Ideally, mitigation banking can best be implemented in the
context of watershed planning. Mitigation banks can be designed
and located to address specific watershed needs. This could mean
enhancing or restoring wetland functions that are in short
supply or are of critical importance in a given watershed or
drainage basin.
Good ecological assessment of watersheds, combined with
transportation, infrastructure, and development planning, will
allow mitigation banks to be designed and located in areas where
they serve the greatest ecological good. Ecology and the Corps
of Engineers developed
guidance on
how to select a mitigation site using a watershed-based approach.

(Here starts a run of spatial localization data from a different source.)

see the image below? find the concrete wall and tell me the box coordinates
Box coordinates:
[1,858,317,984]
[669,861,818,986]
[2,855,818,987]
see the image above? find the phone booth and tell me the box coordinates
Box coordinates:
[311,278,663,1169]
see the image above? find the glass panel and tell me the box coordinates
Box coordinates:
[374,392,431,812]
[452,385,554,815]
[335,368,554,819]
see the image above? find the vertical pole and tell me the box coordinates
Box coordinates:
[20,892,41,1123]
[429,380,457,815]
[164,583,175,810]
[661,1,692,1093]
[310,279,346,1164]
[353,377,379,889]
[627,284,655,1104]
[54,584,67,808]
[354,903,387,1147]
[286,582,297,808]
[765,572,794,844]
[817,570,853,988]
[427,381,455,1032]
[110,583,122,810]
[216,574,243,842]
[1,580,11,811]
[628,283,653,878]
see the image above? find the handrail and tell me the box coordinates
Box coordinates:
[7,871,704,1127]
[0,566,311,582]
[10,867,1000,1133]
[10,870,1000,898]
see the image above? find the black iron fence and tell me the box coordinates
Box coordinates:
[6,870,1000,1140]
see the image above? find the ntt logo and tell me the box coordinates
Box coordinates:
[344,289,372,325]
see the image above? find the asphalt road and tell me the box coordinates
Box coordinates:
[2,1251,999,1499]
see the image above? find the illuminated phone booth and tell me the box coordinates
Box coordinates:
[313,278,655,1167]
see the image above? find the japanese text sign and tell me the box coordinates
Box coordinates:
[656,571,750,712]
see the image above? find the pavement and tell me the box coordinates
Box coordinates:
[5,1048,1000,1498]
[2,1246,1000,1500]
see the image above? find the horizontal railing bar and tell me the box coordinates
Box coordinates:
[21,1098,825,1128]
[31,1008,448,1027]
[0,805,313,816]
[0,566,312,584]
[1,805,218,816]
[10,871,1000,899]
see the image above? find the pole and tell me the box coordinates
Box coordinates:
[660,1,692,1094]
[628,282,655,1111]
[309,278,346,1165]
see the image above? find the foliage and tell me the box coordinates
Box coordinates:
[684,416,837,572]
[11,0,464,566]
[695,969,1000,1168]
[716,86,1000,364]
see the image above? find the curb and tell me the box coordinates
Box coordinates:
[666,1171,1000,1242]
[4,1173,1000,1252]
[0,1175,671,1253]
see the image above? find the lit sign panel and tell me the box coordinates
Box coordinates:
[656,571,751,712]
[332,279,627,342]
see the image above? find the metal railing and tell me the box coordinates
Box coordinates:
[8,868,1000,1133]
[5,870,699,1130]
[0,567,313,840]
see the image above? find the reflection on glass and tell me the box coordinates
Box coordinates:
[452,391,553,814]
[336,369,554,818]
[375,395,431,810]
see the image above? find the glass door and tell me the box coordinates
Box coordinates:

Ecological benefits include:
- Ensures greater likelihood of success, since banks must
be up and running before a wetland can be affected.
- Potential to consolidate piecemeal mitigation projects
into one contiguous, unified ecosystem. Such consolidation
encourages greater diversity of habitat and wetland
functions and creates more sustainable systems.
- Reduces temporal losses since mitigation banking
projects must be implemented in advance of impacts. Temporal
losses occur when impacts to existing wetlands are
compensated for with soon-to-be or newly constructed
wetlands.
- Provides more flexibility for mitigating unavoidable
damage by allowing mitigation to occur off-site when a
greater ecological benefit results.
- Provides a planning tool for meeting wetland needs
within a watershed, basin, or particular landscape, versus
being tied to piecemeal mitigation.
- Uses economic incentive to increase compliance. The bank
sponsor shoulders the burden of demonstrating - up front -
that the mitigation effort is successful. Monitoring and
maintenance are also required of the sponsor to ensure
continued success after construction is completed.
Economic benefits include:
- Increases efficiencies in permitting. There will be
opportunities to certify banks through local, state and
federal permitting activities concurrently. Those purchasing
credits from a bank experience a more streamlined permit
process, since proposed compensatory mitigation is already
constructed and functioning.
- Reduces enforcement burden on regulatory agencies. Each
mitigation bank applicant must demonstrate that performance
standards are met prior to the releasing of credits.